Why It's Not Just About a Shoe

Note: A friend of mine recently asked how we felt about the current Nike fiasco involving the Betsy Ross sneaker. What follows is a lengthier version of my response in that discussion:

Pandora's Box
11" x 14" mixed media on canvas
I am Black, Native American and Irish. All three have been oppressed on these shores. I see history as just that - narrative. Where our country erred - like all do, is in deciding to exclude parts of that history. So we all have received a very slanted view, a tale of omission. 

Where I think people go wrong is in failing to understand that their narrative and their reaction to it is not the whole truth. It is not gospel to be swallowed without dissection or discussion. And it is because my blood is so mixed that I understand very well how our versions of history can redeem some, damn others and exclude most. 

Nike pulled the Betsy Ross sneaker because it might have affected their bottom line. Period. They have a large ethnic demographic that may have seen their product in a bad light due to the issues at the forefront of societal consciousness right now. 

This is why representation matters. No one apparently objected during the production of the shoe, its design concept or the marketing phase. And if they did, those people lacked the clout of a celebrity to have them actually listen.

But here's the thing...

There are signs not even 10 miles from my doorstep recruiting for Knights of the Confederacy. Where I live, the neighbors called the owners of our home to convince them to sell the house to them after seeing my nutmeg self hanging up Halloween decorations on the porch. That call was placed while I was still outside and the neighbor calling was looking right at me. 

My oldest son also looks Hispanic. When he's in-house, we don't let him roam about solo because this area has a habit of reporting to ICE. And though my husband proudly spent twenty years as a combat Marine, he wears a "Retired Marine" hat on the regular just to discourage bigots from trying to intimidate our blended family - something that has occurred with alarming frequency in the last three years.

These are everyday indignities large portions of our populace face that are simply not talked about, much less truly acknowledged as something worth changing. 

So we can certainly pretend we live in an America that offers freedom and a history that includes everyone.
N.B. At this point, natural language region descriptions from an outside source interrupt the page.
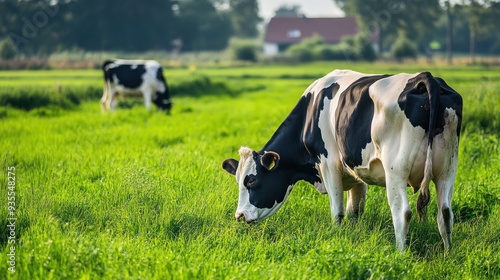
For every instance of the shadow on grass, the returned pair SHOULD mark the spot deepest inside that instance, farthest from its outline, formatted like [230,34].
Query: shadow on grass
[186,226]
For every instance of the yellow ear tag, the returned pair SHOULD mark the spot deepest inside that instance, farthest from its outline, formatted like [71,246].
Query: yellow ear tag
[271,165]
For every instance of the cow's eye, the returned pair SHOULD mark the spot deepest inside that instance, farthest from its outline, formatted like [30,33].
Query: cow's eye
[250,181]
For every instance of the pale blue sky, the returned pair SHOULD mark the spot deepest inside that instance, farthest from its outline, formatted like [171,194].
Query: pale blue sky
[311,8]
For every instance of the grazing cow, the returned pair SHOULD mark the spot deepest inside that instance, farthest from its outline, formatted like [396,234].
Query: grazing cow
[135,76]
[349,130]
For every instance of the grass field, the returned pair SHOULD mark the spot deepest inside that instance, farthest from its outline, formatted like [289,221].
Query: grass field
[141,195]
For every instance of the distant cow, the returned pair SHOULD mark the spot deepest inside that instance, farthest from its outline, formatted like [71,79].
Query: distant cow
[135,76]
[349,130]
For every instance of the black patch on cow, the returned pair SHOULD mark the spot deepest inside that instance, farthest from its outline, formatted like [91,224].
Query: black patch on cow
[354,116]
[130,76]
[313,139]
[416,101]
[448,98]
[298,141]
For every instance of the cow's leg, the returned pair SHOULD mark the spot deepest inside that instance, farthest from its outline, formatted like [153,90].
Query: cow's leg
[147,93]
[104,97]
[332,181]
[400,208]
[356,198]
[112,100]
[444,190]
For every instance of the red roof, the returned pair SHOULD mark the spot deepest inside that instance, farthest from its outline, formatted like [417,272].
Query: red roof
[295,29]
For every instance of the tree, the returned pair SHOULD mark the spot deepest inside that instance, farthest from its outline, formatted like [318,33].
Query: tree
[388,17]
[482,18]
[245,17]
[288,11]
[202,27]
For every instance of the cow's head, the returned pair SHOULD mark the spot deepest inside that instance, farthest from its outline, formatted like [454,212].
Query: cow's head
[264,184]
[163,101]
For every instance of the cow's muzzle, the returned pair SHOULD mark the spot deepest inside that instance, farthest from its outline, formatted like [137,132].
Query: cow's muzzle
[240,216]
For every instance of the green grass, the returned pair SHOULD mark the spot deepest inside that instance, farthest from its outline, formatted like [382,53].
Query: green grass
[141,195]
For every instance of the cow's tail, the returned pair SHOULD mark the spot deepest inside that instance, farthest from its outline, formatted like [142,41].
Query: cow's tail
[433,95]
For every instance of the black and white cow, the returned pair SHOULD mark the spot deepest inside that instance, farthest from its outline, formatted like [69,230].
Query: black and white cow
[351,129]
[135,76]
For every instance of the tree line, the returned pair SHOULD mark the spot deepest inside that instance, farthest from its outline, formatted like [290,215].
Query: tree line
[458,26]
[46,26]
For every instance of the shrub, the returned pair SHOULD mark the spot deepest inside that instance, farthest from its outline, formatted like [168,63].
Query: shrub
[303,51]
[7,49]
[300,53]
[358,48]
[244,50]
[326,52]
[364,49]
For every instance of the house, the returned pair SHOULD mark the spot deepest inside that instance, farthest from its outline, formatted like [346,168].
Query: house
[282,32]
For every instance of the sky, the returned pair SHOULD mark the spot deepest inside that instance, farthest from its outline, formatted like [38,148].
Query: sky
[311,8]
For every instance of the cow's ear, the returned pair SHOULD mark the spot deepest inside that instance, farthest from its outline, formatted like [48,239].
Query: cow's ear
[230,165]
[270,160]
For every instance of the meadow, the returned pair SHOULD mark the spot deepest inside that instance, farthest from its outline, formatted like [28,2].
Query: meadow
[141,195]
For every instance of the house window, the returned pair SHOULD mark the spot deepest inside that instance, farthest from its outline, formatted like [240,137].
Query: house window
[294,33]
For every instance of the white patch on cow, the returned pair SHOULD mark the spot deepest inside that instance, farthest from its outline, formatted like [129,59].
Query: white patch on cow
[149,86]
Or perhaps we can acknowledge that maybe it's not such a stretch for some of our citizens to believe a major corporation might covertly attempt to legitimize hate with a symbol. After all, it's been done on American soil before to all three groups in my family. 

So for this week, I'm asking you to contemplate the perspective of others. 
It doesn't make you less of a person to see another's point of view. 
Work on your compassion.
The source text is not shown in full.